You've probably heard by now … the news is out. It's all over the city's public courts, from Central Park to Riverside Park, to my home courts in East River Park, or, as we call it, the East Village Country Club. I'm not a 5.0 on the National Tennis Rating Program’s (NTRP) scale anymore. If I ever was.

The NTRP is the U.S. tennis rating system. Beginners are ranked 2.0, and it rises in 0.5 increments to ATP-level professionals who are ranked 7.0.

For years, for decades even, I thought I was a 5.0. I told everybody I was a 5.0. Hadn't I played Division I college tennis even if it was in a previous century? Sure, I'd lost a step or two, maybe I wasn't playing much these days, but I'd assigned myself a 5.0 rating, and I thought that was what I was.

I knew that a lot of players rate themselves more highly than they deserve. I'd joked with my fellow teaching pros about players who called themselves 5.0s and weren't even close. I saw the humor in these men and women who overrated themselves. But me? I had a former Australian Davis Cupper as a coach when I was 12, the same guy Vitas Gerulaitis used when he was coming up. True, I don't play events on the senior circuit, but I am the 2004 Riverside Park 45 and Over Champion. When I got certified for a PTR credential, the coach running the session, herself a former tour player, said I had a beautiful game. The NTRP doesn't give out style points, but how was I not rated a 5.0?

Sure, I shanked most of the overheads in the evaluation, but I pointed with my left hand as I teach my students to do. Really, who practices overheads if you haven't been playing that much. And as for my serve, I had trouble getting the first serve in, but when I missed these slice serves, wasn't I able to put the second serves into play pretty well using my anemic kick serve? That's two different kinds of serves even if neither was very consistent or powerful.

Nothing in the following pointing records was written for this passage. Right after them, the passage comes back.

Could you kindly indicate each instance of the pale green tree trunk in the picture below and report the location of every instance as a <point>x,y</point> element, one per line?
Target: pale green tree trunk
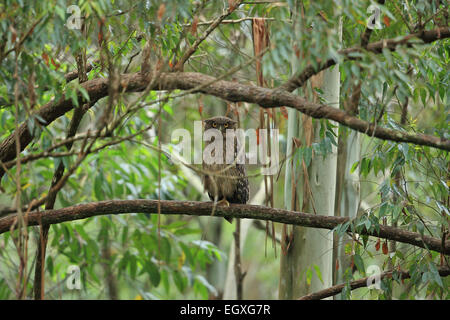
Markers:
<point>306,259</point>
<point>347,199</point>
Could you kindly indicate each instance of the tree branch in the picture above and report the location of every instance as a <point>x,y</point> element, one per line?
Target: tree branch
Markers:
<point>427,36</point>
<point>334,290</point>
<point>195,208</point>
<point>228,90</point>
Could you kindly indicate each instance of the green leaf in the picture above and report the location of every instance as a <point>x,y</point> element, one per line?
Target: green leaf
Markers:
<point>359,263</point>
<point>319,274</point>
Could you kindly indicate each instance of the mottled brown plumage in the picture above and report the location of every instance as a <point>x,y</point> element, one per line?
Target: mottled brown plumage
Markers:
<point>227,182</point>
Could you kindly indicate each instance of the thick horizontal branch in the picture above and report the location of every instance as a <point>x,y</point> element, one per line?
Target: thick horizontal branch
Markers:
<point>360,283</point>
<point>228,90</point>
<point>195,208</point>
<point>427,36</point>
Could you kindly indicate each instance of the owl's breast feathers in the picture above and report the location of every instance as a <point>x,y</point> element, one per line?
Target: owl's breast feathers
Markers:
<point>229,182</point>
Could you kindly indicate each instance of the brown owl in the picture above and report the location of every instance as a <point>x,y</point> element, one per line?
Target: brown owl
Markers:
<point>225,177</point>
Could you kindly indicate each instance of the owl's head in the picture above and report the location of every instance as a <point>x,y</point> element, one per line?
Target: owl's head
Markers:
<point>220,123</point>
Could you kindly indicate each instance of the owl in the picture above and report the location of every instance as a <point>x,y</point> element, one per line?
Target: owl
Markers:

Of course, my first response was to question the competence of my tester, USTA Billie Jean King National Tennis Center Pro Bora Gerceker. What did this guy know anyway to so cavalierly knock me off my comfortable, self-assigned 5.0 perch? Then I read Bora's bio on the NTC site. Of about 15 impressive credentials and achievements, the only one I remember is that he was the Turkish Fed Cup Captain.

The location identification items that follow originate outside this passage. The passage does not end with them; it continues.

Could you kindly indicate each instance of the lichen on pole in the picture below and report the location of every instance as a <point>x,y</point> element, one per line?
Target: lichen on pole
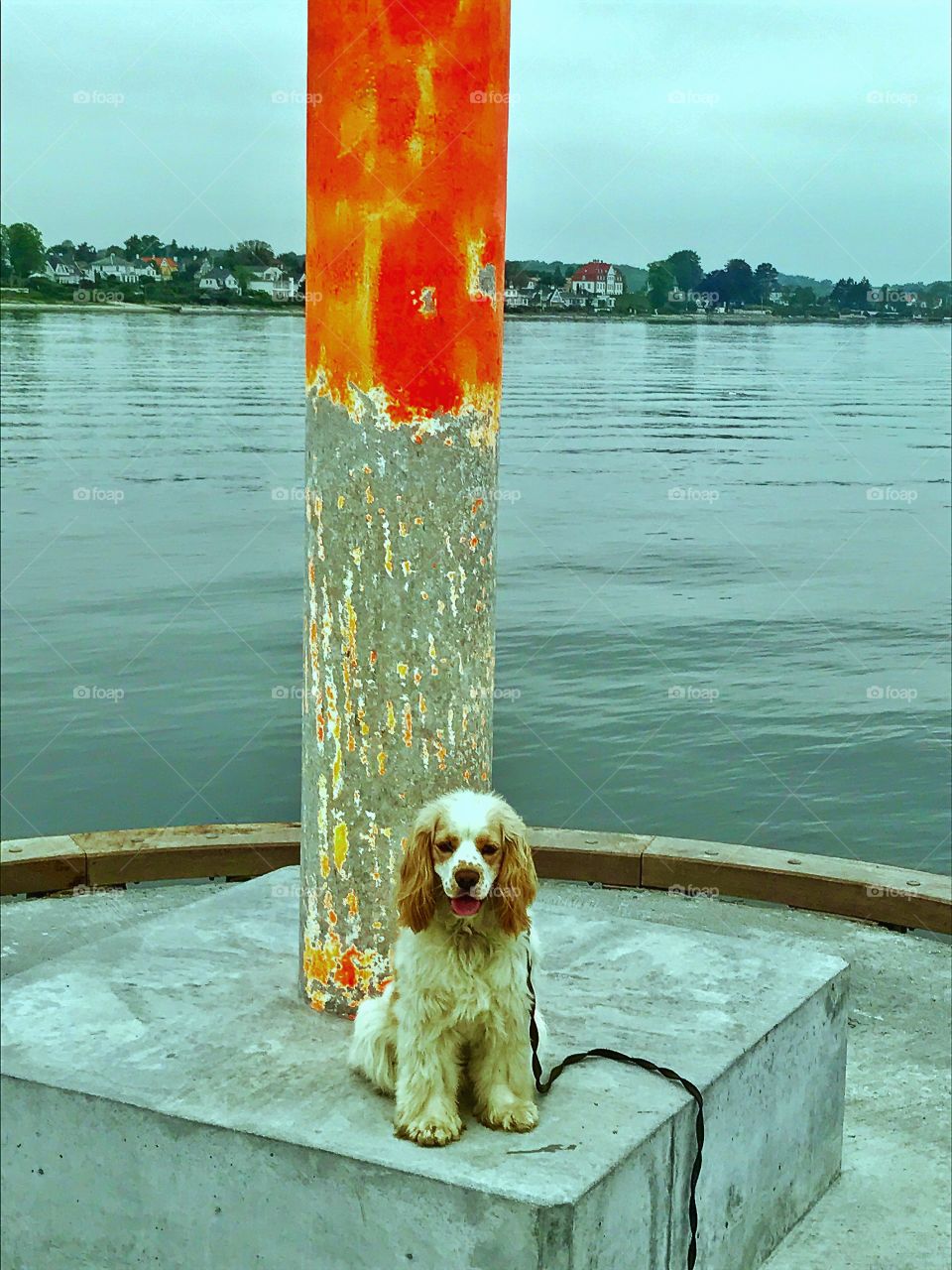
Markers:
<point>407,150</point>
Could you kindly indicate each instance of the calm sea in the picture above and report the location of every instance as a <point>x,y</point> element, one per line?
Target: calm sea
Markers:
<point>724,578</point>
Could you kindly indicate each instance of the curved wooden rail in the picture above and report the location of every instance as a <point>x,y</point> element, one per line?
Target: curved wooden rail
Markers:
<point>825,884</point>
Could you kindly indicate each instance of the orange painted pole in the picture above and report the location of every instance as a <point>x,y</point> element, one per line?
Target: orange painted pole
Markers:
<point>407,149</point>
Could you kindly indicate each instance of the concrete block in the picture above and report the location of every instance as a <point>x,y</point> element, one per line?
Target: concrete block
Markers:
<point>171,1101</point>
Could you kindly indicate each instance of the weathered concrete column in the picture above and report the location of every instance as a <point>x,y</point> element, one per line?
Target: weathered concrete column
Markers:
<point>407,148</point>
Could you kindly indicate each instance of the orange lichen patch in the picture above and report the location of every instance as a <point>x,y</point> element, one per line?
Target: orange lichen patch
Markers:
<point>340,844</point>
<point>320,960</point>
<point>407,182</point>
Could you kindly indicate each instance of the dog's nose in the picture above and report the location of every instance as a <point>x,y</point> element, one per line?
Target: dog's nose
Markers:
<point>466,878</point>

When I won the Riverside Park clay event, the quality of the guys I beat was pretty high. In the finals I beat another writer by the odd score of 5-7, 6-0, 6-0. Still, that is hardly Fed Cup level tennis.

I have to admit that Bora knows more about the game than I do.

And I didn't go down just one step to 4.5. If I'd been rated a 4.5 I wouldn't feel nearly as dissed as I do now that I'm a mere 4.0.
Bora seemed like a nice guy. What if my 4.0 is really a “mercy 4.0” like that proofreading class in journalism school where I got the “mercy” D? Maybe I’m really a 3.5?

I’m going to look for the tennis equivalent of those SAT prep courses. Maybe I’ll never be a 5.0 again, but as God and Bora are my witnesses, I’m going to climb back up to 4.5 even if I have to practice overheads.